As told to Leah Gebber

A diagnosis is perhaps the ultimate fear and the ultimate comfort. Ah, so there’s a name for the crazy way I’ve been feeling. Ah, there’s something very real and very frightening going on in my life. And Aaaaah, there might be a way forward.

Tuesday, February 10, 2015

I had been married for over a decade, had a houseful of children, and if you looked at me, you’d see yet another housewife, utterly ordinary. But my inner world roiled with emotion — grief, sadness, anger, disappointment. It was almost like I had no skin to protect me from the elements, so every passing whisper of feeling became a veritable storm. I was left buffeted, desperate, and fearful. I remember the time I asked my husband to bring me a tea. He added a heaping teaspoon of sugar instead of sweetener. Telling it over, it sounds ridiculous, but the disappointment I felt plunged me into a pit. “Don’t you know that I don’t take sugar?” I yelled. “You don’t care about me!

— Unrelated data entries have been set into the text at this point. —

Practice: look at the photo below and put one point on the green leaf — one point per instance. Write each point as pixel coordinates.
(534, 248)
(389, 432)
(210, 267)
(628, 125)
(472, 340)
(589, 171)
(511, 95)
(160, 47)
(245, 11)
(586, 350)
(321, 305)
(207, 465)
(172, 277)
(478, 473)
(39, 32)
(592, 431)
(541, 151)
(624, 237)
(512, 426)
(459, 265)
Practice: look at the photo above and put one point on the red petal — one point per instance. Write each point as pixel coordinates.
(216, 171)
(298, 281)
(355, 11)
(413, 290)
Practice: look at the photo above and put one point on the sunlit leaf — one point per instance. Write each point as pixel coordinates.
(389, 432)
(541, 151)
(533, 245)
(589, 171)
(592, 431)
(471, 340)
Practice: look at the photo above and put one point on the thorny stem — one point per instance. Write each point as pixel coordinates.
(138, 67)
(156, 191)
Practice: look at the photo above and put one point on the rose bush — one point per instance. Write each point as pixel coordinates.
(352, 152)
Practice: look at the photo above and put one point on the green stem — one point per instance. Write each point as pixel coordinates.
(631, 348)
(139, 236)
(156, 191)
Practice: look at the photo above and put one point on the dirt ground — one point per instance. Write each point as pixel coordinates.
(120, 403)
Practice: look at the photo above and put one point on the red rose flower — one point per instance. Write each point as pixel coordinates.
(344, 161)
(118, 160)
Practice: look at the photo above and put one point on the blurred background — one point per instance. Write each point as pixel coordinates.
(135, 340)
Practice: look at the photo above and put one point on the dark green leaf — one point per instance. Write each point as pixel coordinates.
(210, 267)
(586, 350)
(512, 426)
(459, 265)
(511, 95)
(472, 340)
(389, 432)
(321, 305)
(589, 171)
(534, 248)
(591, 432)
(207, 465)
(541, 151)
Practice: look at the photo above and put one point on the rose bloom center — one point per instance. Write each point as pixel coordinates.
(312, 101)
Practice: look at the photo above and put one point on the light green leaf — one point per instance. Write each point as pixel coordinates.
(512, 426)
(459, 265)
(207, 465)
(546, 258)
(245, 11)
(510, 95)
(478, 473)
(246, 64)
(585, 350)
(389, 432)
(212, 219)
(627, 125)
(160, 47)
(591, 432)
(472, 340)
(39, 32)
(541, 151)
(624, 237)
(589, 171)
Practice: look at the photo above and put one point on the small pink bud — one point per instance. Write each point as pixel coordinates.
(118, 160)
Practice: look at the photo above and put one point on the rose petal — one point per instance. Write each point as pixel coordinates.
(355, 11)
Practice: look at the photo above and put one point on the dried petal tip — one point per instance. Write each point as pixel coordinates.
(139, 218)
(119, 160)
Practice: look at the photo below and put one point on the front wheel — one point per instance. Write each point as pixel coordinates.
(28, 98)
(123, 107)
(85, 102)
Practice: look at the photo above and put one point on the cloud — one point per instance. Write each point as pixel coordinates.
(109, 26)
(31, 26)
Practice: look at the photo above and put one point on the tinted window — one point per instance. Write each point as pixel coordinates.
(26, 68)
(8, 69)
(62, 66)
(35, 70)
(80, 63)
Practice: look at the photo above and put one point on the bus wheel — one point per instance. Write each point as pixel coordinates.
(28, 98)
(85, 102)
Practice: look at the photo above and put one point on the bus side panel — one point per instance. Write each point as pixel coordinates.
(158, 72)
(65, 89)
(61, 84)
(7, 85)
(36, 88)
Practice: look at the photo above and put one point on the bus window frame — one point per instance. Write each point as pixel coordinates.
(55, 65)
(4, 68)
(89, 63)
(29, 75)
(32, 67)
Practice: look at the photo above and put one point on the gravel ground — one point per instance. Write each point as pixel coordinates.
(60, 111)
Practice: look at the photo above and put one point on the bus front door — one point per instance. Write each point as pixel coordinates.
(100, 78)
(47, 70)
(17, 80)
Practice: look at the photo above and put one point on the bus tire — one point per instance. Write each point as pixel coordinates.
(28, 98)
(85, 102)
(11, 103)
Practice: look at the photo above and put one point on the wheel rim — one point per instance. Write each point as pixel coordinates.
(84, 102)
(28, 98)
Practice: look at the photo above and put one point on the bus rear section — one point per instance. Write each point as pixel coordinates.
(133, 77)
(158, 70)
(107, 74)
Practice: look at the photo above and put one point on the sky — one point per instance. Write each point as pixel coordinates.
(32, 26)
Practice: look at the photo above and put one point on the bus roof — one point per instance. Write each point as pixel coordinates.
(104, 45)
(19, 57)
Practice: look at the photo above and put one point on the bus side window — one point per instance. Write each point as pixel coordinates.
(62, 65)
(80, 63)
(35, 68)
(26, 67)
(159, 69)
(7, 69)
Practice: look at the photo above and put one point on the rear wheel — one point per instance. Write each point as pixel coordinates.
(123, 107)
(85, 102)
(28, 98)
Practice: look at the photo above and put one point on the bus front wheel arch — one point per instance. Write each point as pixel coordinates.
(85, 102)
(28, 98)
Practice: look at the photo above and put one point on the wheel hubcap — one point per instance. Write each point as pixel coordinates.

You don’t even know me!” My husband was completely and utterly bewildered. What exactly did he do wrong? I didn’t know myself, only that my inner world was screaming that he didn’t care, that he would abandon me, that the world was a fearful place wherein everything that could go wrong would do so. And all of this about a teaspoon of sugar. Most of the time, and definitely on the outside, I’m just your average nice person. Inside, though, there are extremes fighting to get out. I found that I could keep the dike closed for a few days, weeks even, but eventually the pressure got too great and I would break down emotionally, feeling despair and terrible fear. I felt like my husband wasn’t supporting me enough through it and I was, at the same time, terrified that he would abandon me. I would cry, unceasing, racking sobs that brought no relief, but only hurt me more, and dug me deeper into my rut. I used the physical pain of the crying to cover up and distract myself from the emotional pain that I had no clue how to deal with. I tried therapist after therapist, and some of them helped a little, but nothing really hit the spot. Some I blame for incompetence, others told me what I wasn’t ready to hear. Like that I should visit a psychiatrist. Me? A psychiatric disorder? It was too much to contemplate. I desperately wanted to be a regular person, but just wanting to be a regular person is not enough. It’s hard enough to contemplate going through therapy, let alone having some kind of psychiatric disorder.